With all that’s happened this week and the fact that the most recent A Day in the Life Of – Episode #24 ended with Farrer walking off camera, after having an argument with co-founder Nicolini, it was clear, at least to me (who again has been following the show), that it’s all part of the ongoing narrative, not an authentic disagreement.
Another detail worth considering is that Farrer has often talked about trying to get their show picked up by Netflix or Amazon. That may seem far-fetched, yet American Pickers and Pawn Stars — which have a similar appeal — have done quite well. Furthermore, the cost to make this show, compared to a show with highly paid celebrities, in the context of media behemoths such as Netflix or Amazon, would be rather low, with a high potential return if it takes off with mainstream viewers.
Perhaps the most telling hint came from the lawyer during his statement to The CW33 news station earlier today (see video). In what appears to have been more of a press release than an interview, Farrer’s lawyer stated that the team from The Timepiece Gentleman was using their time away this week to give back to the community. That will likely be part of the focus whenever Episode #25 drops on YouTube.

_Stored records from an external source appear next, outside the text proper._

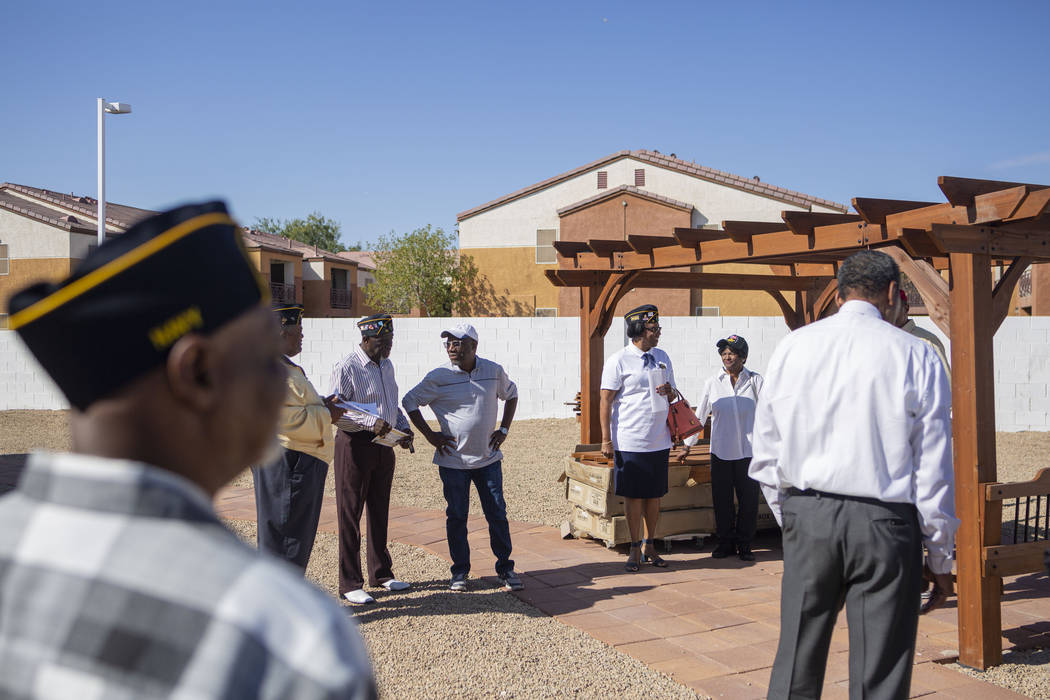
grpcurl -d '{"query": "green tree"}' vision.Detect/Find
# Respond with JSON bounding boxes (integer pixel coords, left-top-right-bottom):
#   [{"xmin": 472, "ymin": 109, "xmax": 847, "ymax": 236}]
[
  {"xmin": 367, "ymin": 225, "xmax": 488, "ymax": 316},
  {"xmin": 253, "ymin": 212, "xmax": 360, "ymax": 252}
]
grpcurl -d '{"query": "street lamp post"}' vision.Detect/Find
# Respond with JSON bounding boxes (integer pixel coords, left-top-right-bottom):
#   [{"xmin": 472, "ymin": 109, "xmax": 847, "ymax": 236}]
[{"xmin": 97, "ymin": 98, "xmax": 132, "ymax": 247}]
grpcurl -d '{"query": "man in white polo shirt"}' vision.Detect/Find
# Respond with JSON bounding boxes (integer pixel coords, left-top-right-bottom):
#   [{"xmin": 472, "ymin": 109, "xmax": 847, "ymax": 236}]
[{"xmin": 402, "ymin": 323, "xmax": 524, "ymax": 592}]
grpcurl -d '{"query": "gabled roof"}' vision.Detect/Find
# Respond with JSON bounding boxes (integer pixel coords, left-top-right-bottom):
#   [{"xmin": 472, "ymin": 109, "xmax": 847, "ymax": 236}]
[
  {"xmin": 456, "ymin": 150, "xmax": 849, "ymax": 221},
  {"xmin": 242, "ymin": 229, "xmax": 357, "ymax": 265},
  {"xmin": 0, "ymin": 190, "xmax": 98, "ymax": 234},
  {"xmin": 0, "ymin": 182, "xmax": 155, "ymax": 231},
  {"xmin": 336, "ymin": 251, "xmax": 376, "ymax": 271},
  {"xmin": 557, "ymin": 185, "xmax": 692, "ymax": 218}
]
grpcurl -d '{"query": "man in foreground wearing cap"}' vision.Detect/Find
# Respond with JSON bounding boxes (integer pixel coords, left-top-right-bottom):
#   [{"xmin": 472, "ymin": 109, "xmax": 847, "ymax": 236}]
[
  {"xmin": 330, "ymin": 313, "xmax": 414, "ymax": 605},
  {"xmin": 1, "ymin": 202, "xmax": 374, "ymax": 698},
  {"xmin": 402, "ymin": 324, "xmax": 523, "ymax": 592},
  {"xmin": 750, "ymin": 250, "xmax": 956, "ymax": 699},
  {"xmin": 252, "ymin": 303, "xmax": 343, "ymax": 571},
  {"xmin": 677, "ymin": 334, "xmax": 764, "ymax": 561}
]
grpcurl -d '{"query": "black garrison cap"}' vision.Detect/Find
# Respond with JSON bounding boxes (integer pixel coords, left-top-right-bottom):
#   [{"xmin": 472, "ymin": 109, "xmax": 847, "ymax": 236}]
[
  {"xmin": 7, "ymin": 201, "xmax": 267, "ymax": 410},
  {"xmin": 717, "ymin": 334, "xmax": 749, "ymax": 358},
  {"xmin": 274, "ymin": 303, "xmax": 304, "ymax": 326},
  {"xmin": 624, "ymin": 304, "xmax": 659, "ymax": 324},
  {"xmin": 357, "ymin": 313, "xmax": 393, "ymax": 337}
]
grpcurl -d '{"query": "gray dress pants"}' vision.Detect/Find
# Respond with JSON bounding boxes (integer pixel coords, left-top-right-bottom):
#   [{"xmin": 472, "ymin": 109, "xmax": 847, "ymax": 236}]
[
  {"xmin": 251, "ymin": 448, "xmax": 329, "ymax": 571},
  {"xmin": 768, "ymin": 489, "xmax": 923, "ymax": 700}
]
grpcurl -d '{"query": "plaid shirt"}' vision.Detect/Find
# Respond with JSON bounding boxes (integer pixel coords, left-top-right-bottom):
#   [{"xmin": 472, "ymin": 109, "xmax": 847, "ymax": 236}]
[{"xmin": 0, "ymin": 452, "xmax": 375, "ymax": 699}]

Lastly, Roman Sharf, a highly successful secondary watch dealer who owns Luxurybazaar.com and that often collaborates with TPG via his similar behind-the-scenes YouTube show called Grey Market (which like TPG I follow regularly), did a live chat on YouTube yesterday during which he received missed calls from Farrer and also received a text (that he would not read), suggesting that Farrer has not disappeared. During the stream, Sharf told a story about how Farrer wired him over $100K on Monday to pay for an MB&F watch that had been recently purchased from him. That’s not something you would expect from anyone planning to disappear with people’s money a few days later.
Did this most recent series of events make the Timepiece Gentleman brand name even more known than before? Absolutely. Did what appears to be an epic publicity stunt hurt their long-term reputation, particularly in a business that’s built on reputation? Possibly. However, tasteful or not, in the meantime, you’ll probably be following online to see what happens — and that I think was the whole point.